If your child is going back and forth between the trumpet and timpani, make a trip to your town’s music store. Many will let kids try out different instruments, which can help your mini-Mozart find her match. Once she’s decided, ask the store if they have a rent-to-buy plan—where you can rent for three to six months before buying, with the rental fee going towards the purchase. That’s a good option if you’re not convinced she isn’t going to change her mind tomorrow.
- Ask around for teachers.
It’s likely that you’ll find your favorite teacher by word of mouth. While a music degree is helpful, don’t feel like you need to find someone with performing experience. “Sometimes the most talented performers can be lousy teachers,” says Harry. And don’t give up if your child doesn’t click with his instructor after the first lesson; it can take a month to build a good rapport. But if your kid is still unhappy weeks later, consider asking him if he’d like to change teachers. For some children, more structured lessons are what they need to succeed, while others will thrive with less pressure.
- Give group lessons a go.
Playing with other kids, whether it’s in a class format, an ensemble, or youth orchestra, can make learning an instrument more rewarding for your child. “It’s social and expressive and kids really learn what it means to create music, which can be very satisfying for them,” says author Stephanie Stein Crease.

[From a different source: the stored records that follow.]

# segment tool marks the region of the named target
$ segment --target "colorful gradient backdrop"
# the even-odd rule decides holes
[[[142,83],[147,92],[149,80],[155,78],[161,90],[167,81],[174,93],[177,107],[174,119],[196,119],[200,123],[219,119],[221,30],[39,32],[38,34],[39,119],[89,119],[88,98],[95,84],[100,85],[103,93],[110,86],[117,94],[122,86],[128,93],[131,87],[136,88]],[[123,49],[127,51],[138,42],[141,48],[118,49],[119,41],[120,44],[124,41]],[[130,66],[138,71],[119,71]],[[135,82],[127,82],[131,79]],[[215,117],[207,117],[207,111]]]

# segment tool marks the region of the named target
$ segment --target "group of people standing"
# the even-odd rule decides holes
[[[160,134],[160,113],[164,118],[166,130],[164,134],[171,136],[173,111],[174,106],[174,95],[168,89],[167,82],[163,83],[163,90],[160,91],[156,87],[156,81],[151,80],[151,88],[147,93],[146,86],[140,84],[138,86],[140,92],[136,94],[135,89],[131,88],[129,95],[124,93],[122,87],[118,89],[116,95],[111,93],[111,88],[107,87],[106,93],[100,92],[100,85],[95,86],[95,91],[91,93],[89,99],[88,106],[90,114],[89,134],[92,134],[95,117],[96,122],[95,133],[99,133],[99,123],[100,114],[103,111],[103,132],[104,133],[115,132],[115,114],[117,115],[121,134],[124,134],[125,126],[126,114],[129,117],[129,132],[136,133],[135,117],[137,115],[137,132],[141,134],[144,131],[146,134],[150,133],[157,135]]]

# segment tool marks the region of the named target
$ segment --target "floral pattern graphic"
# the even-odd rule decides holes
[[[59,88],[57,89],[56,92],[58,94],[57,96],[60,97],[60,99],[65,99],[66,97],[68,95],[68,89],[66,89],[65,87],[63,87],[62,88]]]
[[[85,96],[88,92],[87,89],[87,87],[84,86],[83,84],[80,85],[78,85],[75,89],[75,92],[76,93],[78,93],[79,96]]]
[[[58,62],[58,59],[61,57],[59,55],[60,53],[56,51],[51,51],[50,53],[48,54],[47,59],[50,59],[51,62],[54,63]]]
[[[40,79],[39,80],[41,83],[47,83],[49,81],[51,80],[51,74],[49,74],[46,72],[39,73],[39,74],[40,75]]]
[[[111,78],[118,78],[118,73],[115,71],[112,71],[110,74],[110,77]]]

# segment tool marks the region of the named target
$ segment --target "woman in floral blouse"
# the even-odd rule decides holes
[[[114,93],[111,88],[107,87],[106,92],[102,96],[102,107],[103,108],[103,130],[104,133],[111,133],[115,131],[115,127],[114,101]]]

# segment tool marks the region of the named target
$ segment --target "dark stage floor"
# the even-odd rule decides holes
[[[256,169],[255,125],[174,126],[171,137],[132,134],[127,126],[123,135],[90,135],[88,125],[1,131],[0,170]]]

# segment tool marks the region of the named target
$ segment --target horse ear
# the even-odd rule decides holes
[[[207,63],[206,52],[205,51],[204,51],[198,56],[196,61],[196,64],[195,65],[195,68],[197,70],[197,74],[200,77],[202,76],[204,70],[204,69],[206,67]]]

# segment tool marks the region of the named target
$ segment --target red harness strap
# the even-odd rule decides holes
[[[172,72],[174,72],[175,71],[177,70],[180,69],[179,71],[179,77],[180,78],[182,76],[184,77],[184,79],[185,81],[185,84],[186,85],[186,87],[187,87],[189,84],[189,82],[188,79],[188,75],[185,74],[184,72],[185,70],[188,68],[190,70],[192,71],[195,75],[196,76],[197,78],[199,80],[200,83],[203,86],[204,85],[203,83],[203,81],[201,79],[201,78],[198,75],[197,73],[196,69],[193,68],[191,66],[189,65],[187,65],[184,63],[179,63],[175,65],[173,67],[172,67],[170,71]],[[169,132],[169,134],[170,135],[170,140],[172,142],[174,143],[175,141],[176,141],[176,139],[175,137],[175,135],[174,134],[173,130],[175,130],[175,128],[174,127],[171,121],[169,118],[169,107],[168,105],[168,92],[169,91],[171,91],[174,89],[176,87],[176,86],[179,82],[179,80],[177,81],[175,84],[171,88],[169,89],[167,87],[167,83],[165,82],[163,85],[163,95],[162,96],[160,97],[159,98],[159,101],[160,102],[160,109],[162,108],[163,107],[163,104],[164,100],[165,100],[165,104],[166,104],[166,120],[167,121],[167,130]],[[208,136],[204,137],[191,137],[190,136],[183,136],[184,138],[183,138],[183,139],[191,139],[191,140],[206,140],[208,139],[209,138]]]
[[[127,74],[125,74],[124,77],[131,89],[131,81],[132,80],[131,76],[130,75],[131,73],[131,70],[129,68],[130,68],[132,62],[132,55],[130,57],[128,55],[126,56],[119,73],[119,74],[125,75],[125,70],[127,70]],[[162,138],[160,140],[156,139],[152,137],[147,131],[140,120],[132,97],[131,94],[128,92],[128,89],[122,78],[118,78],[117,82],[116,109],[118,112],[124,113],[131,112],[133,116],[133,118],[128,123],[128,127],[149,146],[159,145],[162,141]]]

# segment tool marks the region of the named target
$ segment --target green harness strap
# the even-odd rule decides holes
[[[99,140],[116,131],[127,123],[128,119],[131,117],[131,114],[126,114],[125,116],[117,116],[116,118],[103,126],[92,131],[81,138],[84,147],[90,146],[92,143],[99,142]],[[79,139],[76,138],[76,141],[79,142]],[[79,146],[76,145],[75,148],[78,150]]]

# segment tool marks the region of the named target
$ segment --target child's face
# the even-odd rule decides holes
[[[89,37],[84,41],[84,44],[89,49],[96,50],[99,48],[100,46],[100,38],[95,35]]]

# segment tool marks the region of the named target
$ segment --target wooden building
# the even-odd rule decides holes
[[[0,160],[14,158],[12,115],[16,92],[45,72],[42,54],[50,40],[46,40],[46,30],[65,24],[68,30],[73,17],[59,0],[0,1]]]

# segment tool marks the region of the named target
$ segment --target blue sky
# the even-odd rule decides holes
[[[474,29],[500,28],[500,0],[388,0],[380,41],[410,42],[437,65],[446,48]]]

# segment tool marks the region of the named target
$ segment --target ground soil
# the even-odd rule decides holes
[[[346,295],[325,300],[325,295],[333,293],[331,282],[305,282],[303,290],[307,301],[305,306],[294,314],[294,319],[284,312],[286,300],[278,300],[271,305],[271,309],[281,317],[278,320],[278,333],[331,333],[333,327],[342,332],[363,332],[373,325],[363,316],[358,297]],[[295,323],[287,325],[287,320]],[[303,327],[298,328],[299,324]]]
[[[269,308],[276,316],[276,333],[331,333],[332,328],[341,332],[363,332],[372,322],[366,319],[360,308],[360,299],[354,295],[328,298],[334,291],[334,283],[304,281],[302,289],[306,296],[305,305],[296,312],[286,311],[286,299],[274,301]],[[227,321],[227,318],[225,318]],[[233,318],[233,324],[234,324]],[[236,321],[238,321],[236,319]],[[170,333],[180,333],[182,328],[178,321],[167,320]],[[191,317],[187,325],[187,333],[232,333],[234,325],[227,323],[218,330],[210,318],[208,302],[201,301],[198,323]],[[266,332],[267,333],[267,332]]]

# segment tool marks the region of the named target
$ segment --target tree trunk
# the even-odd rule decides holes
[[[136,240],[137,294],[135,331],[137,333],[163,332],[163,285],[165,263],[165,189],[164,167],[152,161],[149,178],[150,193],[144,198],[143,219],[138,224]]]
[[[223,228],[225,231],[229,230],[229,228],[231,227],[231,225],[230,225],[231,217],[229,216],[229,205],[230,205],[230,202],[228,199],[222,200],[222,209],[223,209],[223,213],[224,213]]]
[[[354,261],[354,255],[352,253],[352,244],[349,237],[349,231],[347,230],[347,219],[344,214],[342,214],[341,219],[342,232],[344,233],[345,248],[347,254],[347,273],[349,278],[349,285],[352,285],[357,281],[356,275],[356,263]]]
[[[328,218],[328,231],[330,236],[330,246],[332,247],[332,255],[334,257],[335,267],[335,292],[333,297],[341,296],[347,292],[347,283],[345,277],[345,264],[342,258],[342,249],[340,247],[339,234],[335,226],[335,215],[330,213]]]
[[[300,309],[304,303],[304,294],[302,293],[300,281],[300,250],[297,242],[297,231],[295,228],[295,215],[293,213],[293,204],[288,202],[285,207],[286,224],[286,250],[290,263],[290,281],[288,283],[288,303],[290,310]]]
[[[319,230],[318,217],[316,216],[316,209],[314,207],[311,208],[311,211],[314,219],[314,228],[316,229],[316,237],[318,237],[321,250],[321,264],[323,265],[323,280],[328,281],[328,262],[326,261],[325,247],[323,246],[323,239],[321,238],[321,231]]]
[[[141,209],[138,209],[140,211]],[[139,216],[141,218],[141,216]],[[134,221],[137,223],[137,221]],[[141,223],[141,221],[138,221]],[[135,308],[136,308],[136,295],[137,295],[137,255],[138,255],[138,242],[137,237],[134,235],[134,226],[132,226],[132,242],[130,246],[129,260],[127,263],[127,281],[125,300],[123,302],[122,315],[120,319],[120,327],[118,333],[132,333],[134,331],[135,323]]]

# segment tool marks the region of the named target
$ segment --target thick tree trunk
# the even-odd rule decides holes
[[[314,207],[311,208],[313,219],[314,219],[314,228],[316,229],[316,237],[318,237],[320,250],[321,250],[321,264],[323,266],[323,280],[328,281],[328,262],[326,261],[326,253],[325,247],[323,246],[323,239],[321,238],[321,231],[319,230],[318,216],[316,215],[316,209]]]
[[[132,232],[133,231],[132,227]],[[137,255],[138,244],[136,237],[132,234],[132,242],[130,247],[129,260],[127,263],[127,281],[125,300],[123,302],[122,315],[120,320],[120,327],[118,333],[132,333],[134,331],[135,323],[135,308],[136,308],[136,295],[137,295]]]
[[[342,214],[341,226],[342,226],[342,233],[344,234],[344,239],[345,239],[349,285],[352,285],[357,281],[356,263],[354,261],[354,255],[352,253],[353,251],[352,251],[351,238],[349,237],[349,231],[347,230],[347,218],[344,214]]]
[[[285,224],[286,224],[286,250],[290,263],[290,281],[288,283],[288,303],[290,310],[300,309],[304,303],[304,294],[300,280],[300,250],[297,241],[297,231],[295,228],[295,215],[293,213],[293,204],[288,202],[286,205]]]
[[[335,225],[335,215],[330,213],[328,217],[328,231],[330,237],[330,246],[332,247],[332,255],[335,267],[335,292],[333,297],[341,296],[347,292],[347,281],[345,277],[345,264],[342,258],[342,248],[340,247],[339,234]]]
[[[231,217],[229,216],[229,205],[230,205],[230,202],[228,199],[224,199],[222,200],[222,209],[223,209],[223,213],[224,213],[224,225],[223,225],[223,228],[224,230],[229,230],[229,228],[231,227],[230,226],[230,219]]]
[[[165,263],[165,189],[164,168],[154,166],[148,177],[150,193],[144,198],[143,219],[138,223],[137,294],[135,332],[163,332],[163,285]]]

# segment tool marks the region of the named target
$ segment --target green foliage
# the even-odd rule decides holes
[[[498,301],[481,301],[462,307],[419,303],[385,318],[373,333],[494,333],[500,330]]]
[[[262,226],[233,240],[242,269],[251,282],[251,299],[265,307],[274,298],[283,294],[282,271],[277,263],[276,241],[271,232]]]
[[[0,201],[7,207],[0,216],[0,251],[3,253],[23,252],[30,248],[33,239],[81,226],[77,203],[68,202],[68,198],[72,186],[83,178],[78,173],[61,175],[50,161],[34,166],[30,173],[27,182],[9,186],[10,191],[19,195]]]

- But don’t skip private lessons.
For middle school and older students, a once-a week-private lesson is where they really hone their technique. However, if your child’s schedule is already packed with other activities, a lesson every other week is fine if she’s making progress, says Crease. Most importantly, parents should try not to overwhelm new musicians, especially young ones.
- Practice can be fun.
At-home practice shouldn’t be an option, but it doesn’t need to be a chore. With younger kids, be involved when they run through their music. If you’re trained on an instrument, play along with your child. You also could have her teach you the song (make mistakes on purpose to really get her giggling!) or round up an audience of siblings and stuffed animals to turn practice sessions into private recitals. If your older child complains that he dislikes practicing, have him split up the time. Try 15 minutes before school and 15 minutes when he gets home.
- Be ready for cries of “I want to quit!”
Don’t be surprised if your kid tells you he wants to give up music, especially during the middle school years. Musical skill sets can take years to master—something that can be frustrating for kids—but sometimes adjustments in the teaching style or instrument can make all the difference. Crease’s own son was ready to abandon music when he grew tired of the violin, until he discovered a passion for the guitar. If your child is beginning to drag her feet, suggest an instrument switch or whatever else you think could help keep her involved in music. One day she’ll thank you for not letting her quit.